In life, everyone has an opinion about what you should be doing. Though some advice can come in handy, a lot of it is just a bunch of hot air. Unfortunately, it’s not always easy to tell one type from the other. What to do? The only answer, as the saying goes, is to do you. Take the advice that works for you and let the rest fade to white noise.

It’s the same in business. Everyone—retailers, reps, customers—will have a different view of your company and its offerings. For instance, if you’re blowing out in infants and toddlers, retailers will definitely demand a 4 to 6X expansion. And before you know it, there will be a petition for tween sizes. But ultimately, it’s up to you to figure out if larger sizes will translate into bigger bucks or simply more headaches.
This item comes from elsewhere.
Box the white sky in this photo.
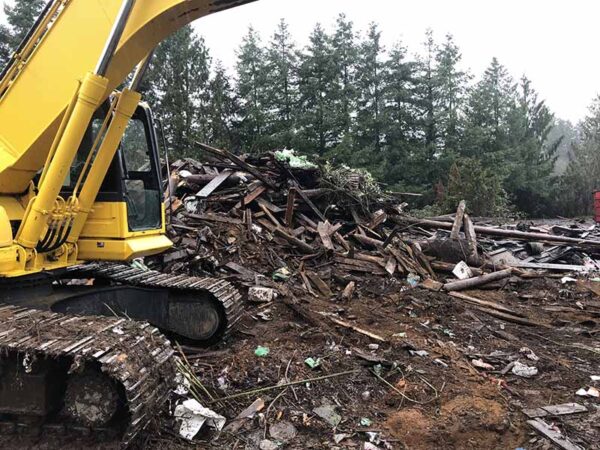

Our Q&A, “Baby Steps” (page 26), details how Robar heeded buyers’ demands for baby and toddler sizes with its Babyworks newborn line, a move that owner Peter Dunbar associates with his company’s growth. The key was determining whether he could successfully deliver the qualities that consumers associated with the brand in those new offerings. While a brief foray into the gift market proved to be too much of a departure, Dunbar didn’t stop looking for ways to goose sales. A year ago, the company launched Mini Muffin, a label that opened new doors by capitalizing on Robar’s baby wear expertise.

In “Bright Futures” (page 32), designers and brand managers explain their labels’ positioning in the market and describe how they’ve used merchants’ advice to catapult sales. For some, it meant paring back to the key looks that received the biggest response from consumers; others expanded their selections to give eager devotees more product to enjoy. Either way, each had to decide how to remain true to their personal aesthetic and initial concept while evolving the lines.

With school districts to please, uniform manufacturers have even more input to sift through when developing their collections, but in “School Rules” (page 38), they’re the ones dispensing the advice. Along with retailers who’ve learned their lessons on the front lines, these executives provide tips for making school uniforms a profit center. It’s a must-read, but as always, it’ll be up to you to decide which suggestions to apply to your business.